Decision on WhistlePig’s Motion to Reconsider and the Natural Resources Board’s Motion to Dismiss This matter relates to Act 250 Jurisdictional Opinion #9-070 issued February 8, 2013 (“the JO”) in which the District 9 Environmental Commission Coordinator (“District Coordinator”) determined that WhistlePig, LLC’s proposed “farm-based” distillery in Shoreham, Vermont, would be subject to Act 250 jurisdiction. WhistlePig appealed the JO, and on April 11, 2014 this Court decided cross-motions for summary judgment regarding whether a proposed still that would distill rye whiskey using rye grain grown solely on the WhistlePig farm would be exempt from Act 250 jurisdiction under the farming exemption. In re WhistlePig, LLC Act 250 JO, No 21-2-13 Vtec, slip op. (Vt. Super. Ct. Envtl. Div. Apr. 11, 2014) (Durkin, J.). The Court denied both motions, finding that material facts were either disputed or not presented with sufficient clarity for the Court to find for either party as a matter of law, but clarified our interpretation of the governing legal standards. WhistlePig now asks the Court to reconsider those legal determinations. Neighboring property owners George Gross and Barbara Wilson d/b/a Solar Haven Farm (“Solar Haven Farm”) oppose the motion to reconsider, as does the Vermont Natural Resources Board (“NRB”). The NRB has also moved to dismiss the entire matter, arguing that the appeal is no longer ripe for review. In response to the motion to reconsider, Solar Haven Farm also requests a final ruling from the Court regarding Act 250 jurisdiction over WhistlePig’s development.
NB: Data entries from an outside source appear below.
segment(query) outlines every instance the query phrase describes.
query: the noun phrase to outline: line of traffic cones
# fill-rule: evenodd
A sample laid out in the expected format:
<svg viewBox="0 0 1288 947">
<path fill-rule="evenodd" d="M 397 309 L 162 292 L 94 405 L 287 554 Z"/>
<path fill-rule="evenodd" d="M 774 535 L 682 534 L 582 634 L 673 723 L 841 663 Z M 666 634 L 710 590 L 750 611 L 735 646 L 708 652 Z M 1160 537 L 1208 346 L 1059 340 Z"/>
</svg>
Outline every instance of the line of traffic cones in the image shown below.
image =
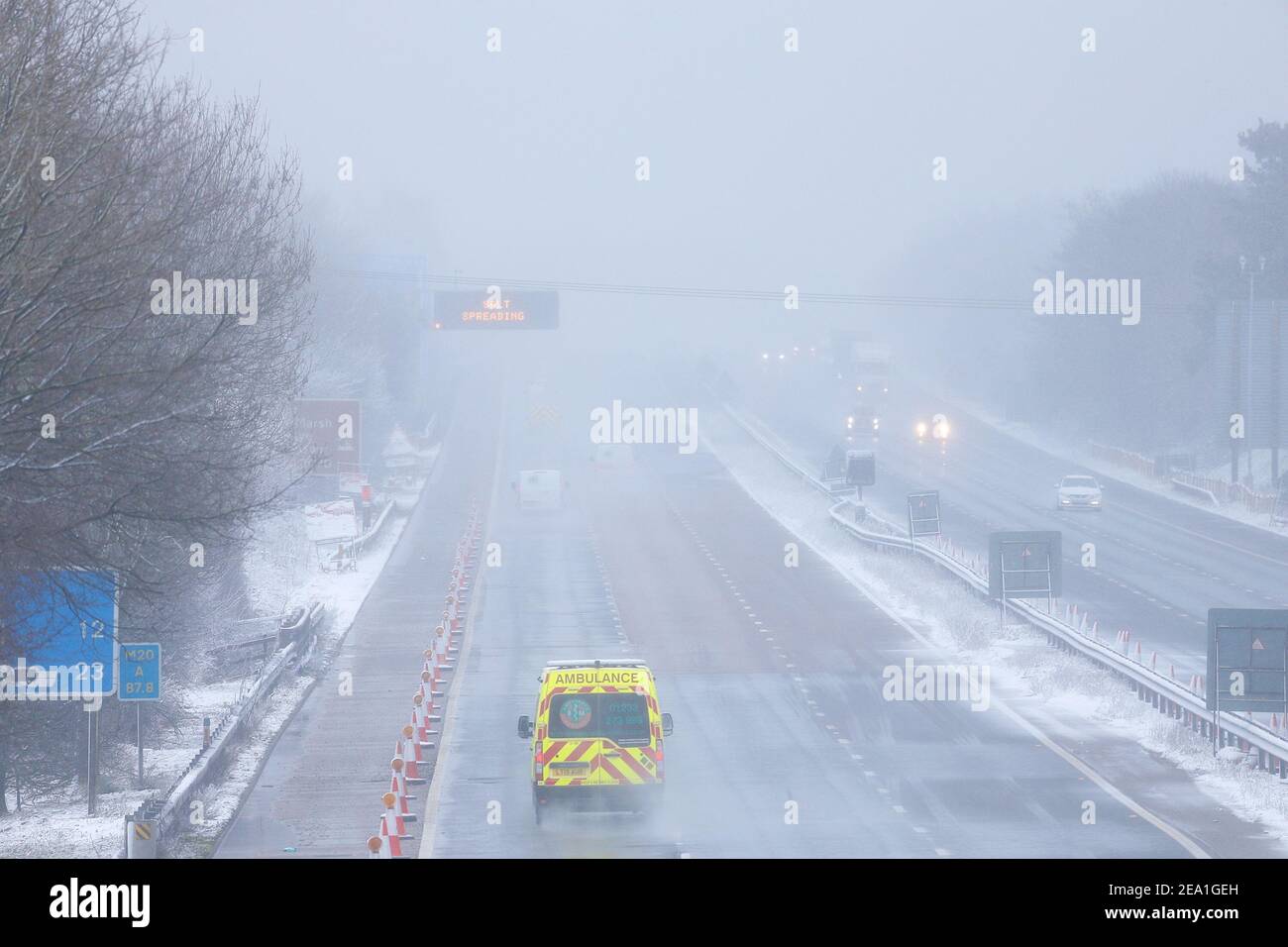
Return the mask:
<svg viewBox="0 0 1288 947">
<path fill-rule="evenodd" d="M 402 843 L 415 839 L 407 826 L 417 821 L 408 805 L 408 800 L 416 796 L 410 795 L 407 787 L 428 783 L 431 776 L 433 764 L 425 751 L 434 749 L 438 734 L 434 724 L 442 722 L 442 714 L 435 711 L 446 693 L 443 678 L 456 665 L 482 535 L 483 521 L 478 504 L 471 500 L 469 521 L 452 558 L 442 620 L 430 634 L 429 647 L 421 652 L 420 685 L 412 696 L 411 719 L 394 742 L 389 791 L 381 796 L 385 812 L 380 817 L 379 832 L 367 839 L 370 858 L 404 858 L 407 853 L 402 850 Z"/>
</svg>

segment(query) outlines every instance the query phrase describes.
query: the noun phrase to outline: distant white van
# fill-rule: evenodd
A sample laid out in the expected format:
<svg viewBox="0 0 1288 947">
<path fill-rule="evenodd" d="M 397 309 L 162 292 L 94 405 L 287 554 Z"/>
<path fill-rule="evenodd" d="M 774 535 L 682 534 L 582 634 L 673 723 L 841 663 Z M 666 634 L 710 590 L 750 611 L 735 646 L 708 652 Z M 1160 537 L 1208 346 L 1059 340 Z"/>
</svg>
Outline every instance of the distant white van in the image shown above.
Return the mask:
<svg viewBox="0 0 1288 947">
<path fill-rule="evenodd" d="M 556 510 L 563 506 L 564 482 L 558 470 L 520 470 L 514 490 L 520 509 Z"/>
<path fill-rule="evenodd" d="M 630 445 L 601 443 L 595 445 L 591 460 L 600 470 L 622 469 L 635 463 L 635 452 Z"/>
</svg>

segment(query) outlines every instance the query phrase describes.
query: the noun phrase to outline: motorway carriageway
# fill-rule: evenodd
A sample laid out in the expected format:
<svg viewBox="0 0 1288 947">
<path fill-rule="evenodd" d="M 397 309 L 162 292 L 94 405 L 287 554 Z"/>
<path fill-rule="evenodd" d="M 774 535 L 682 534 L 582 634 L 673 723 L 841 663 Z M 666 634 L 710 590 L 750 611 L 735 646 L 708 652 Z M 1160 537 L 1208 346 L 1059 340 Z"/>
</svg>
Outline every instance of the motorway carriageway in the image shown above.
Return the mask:
<svg viewBox="0 0 1288 947">
<path fill-rule="evenodd" d="M 618 392 L 620 389 L 614 389 Z M 692 403 L 672 393 L 635 403 Z M 591 399 L 587 403 L 608 403 Z M 565 406 L 571 442 L 585 405 Z M 511 411 L 501 470 L 523 469 Z M 582 447 L 585 450 L 585 447 Z M 502 483 L 426 812 L 421 857 L 1185 857 L 1202 850 L 1106 791 L 1006 713 L 887 702 L 882 669 L 912 638 L 746 496 L 707 452 L 638 451 L 592 469 L 576 451 L 562 512 L 523 512 Z M 504 481 L 505 475 L 500 475 Z M 653 818 L 532 816 L 528 741 L 544 662 L 639 657 L 675 716 Z M 1175 767 L 1105 737 L 1101 759 L 1189 817 L 1203 847 L 1248 854 L 1260 828 L 1222 813 Z M 1084 801 L 1096 823 L 1083 825 Z M 796 813 L 793 821 L 791 814 Z M 1207 837 L 1204 837 L 1207 836 Z"/>
<path fill-rule="evenodd" d="M 782 374 L 759 368 L 738 375 L 744 405 L 790 445 L 806 466 L 838 442 L 846 408 L 826 368 L 805 362 Z M 899 396 L 896 389 L 895 396 Z M 917 419 L 942 411 L 952 433 L 942 461 L 939 446 L 913 435 Z M 1113 642 L 1131 631 L 1142 658 L 1158 651 L 1158 669 L 1188 683 L 1207 666 L 1207 609 L 1288 607 L 1288 537 L 1235 522 L 1186 502 L 1087 470 L 1018 441 L 952 405 L 903 394 L 882 420 L 876 445 L 877 483 L 864 491 L 877 512 L 895 522 L 905 497 L 939 490 L 943 531 L 969 554 L 987 560 L 994 530 L 1059 530 L 1063 533 L 1064 602 L 1099 620 L 1099 636 Z M 1055 483 L 1086 473 L 1104 486 L 1104 510 L 1055 509 Z M 1082 545 L 1095 544 L 1096 567 L 1082 566 Z"/>
<path fill-rule="evenodd" d="M 273 746 L 224 832 L 218 858 L 366 854 L 389 791 L 394 741 L 408 723 L 421 655 L 443 607 L 470 497 L 487 501 L 500 398 L 456 399 L 438 464 L 335 660 Z M 343 678 L 341 675 L 348 675 Z M 344 679 L 350 693 L 341 691 Z M 413 809 L 422 809 L 425 787 Z"/>
</svg>

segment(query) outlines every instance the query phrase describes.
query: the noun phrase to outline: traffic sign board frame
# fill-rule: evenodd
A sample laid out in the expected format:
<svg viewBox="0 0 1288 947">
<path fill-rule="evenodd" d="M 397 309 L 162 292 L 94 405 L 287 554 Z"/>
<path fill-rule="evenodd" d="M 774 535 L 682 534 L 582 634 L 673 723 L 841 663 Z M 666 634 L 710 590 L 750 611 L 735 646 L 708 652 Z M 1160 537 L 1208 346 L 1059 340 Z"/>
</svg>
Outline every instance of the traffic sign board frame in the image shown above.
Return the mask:
<svg viewBox="0 0 1288 947">
<path fill-rule="evenodd" d="M 1048 602 L 1060 598 L 1060 532 L 1056 530 L 988 535 L 989 598 L 1002 602 L 1012 598 L 1045 598 Z"/>
<path fill-rule="evenodd" d="M 1288 608 L 1209 608 L 1207 626 L 1207 709 L 1288 713 Z"/>
<path fill-rule="evenodd" d="M 916 509 L 913 509 L 913 501 L 916 501 Z M 929 512 L 926 510 L 927 504 L 931 505 Z M 917 493 L 908 493 L 908 535 L 913 540 L 918 536 L 943 535 L 938 490 L 923 490 Z"/>
</svg>

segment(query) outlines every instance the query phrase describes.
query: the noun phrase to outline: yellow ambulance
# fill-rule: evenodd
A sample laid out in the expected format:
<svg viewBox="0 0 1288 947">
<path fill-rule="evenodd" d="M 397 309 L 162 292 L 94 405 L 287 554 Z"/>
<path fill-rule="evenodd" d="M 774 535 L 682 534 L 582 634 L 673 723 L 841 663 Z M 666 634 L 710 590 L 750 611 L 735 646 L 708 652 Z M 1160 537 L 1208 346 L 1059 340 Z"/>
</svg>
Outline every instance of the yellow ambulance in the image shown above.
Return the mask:
<svg viewBox="0 0 1288 947">
<path fill-rule="evenodd" d="M 662 800 L 662 738 L 671 715 L 643 661 L 551 661 L 541 674 L 536 716 L 519 718 L 532 741 L 537 822 L 556 804 L 647 813 Z"/>
</svg>

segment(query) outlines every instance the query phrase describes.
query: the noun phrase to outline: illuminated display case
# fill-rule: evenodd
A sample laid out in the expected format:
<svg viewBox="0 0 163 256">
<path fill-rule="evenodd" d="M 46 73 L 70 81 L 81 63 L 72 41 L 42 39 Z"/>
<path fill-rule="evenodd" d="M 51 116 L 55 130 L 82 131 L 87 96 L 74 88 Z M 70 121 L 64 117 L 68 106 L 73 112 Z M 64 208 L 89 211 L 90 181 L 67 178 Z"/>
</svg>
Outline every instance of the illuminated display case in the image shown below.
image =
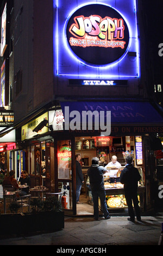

I. WhistlePig’s Motion to Reconsider In response to the cross-motions for summary judgment in this matter, the Court was tasked with determining what constitutes an agricultural product principally produced on a

1 farm sufficient to exempt the on-site storage, preparation, and sale of that product from Act 250 jurisdiction. The construction of improvements for “farming” is excluded from the definition of development and therefore from Act 250 jurisdiction. 10 V.S.A. § 6001(3)(D). Farming is defined as including “the on-site storage, preparation and sale of agricultural products principally produced on the farm.” 10 V.S.A. § 6001(22)(E). Neither the term “agricultural product” nor “principally produced” are defined within the statute. WhistlePig sought a determination that the production and storage of the whiskey would be exempt from Act 250 jurisdiction because it qualified as an agricultural product principally produced on the farm. Neighboring property owners George Gross and Barbara Wilson d/b/a Solar Haven Farm (“Solar Haven Farm”) argued that the production and storage of whiskey are not exempt from Act 250 jurisdiction because the majority of materials or ingredients that went into the production of the whiskey were not produced on the farm and therefore the farming exemption did not apply. The Court applied the Natural Resources Board Act 250 Rules definition of “principally produced on the farm” in determining whether or not WhistlePig qualified for the farming exemption. Pursuant to the version of the Rule then in effect, an agricultural product is “principally produced” on the farm if “more than 50% (either by volume or weight) of the ingredients or materials contributing to [the] final agricultural product which results from the activities stated in 10 V.S.A. § 6001(22)(A) - (D),1 and which is stored, prepared or sold at the farm, is grown or produced on the farm.” Natural Resources Board Act 250 Rules, Rule 2(C)(19), Code of Vt. Rules 12 004 060, available at http://www.lexisnexis.com/hottopics/ codeofvtrules (“Rule 2(C)(19)” or “the Rule”). This definition was adopted effective October 1, 2013. WhistlePig now requests that the Court reconsider and alter our decision on the motions for summary judgment, arguing that this definition of “principally produced on the farm” was an improper substantive change in the regulatory definition of the farming

1 “‘Farming’ means: (A) the cultivation or other use of land for growing food, fiber, Christmas trees, maple sap, or horticultural and orchard crops; or (B) the raising, feeding, or management of livestock, poultry, fish, or bees; or (C) the operation of greenhouses; or (D) the production of maple syrup . . . .” 10 V.S.A. § 6001(22)(A)–(D).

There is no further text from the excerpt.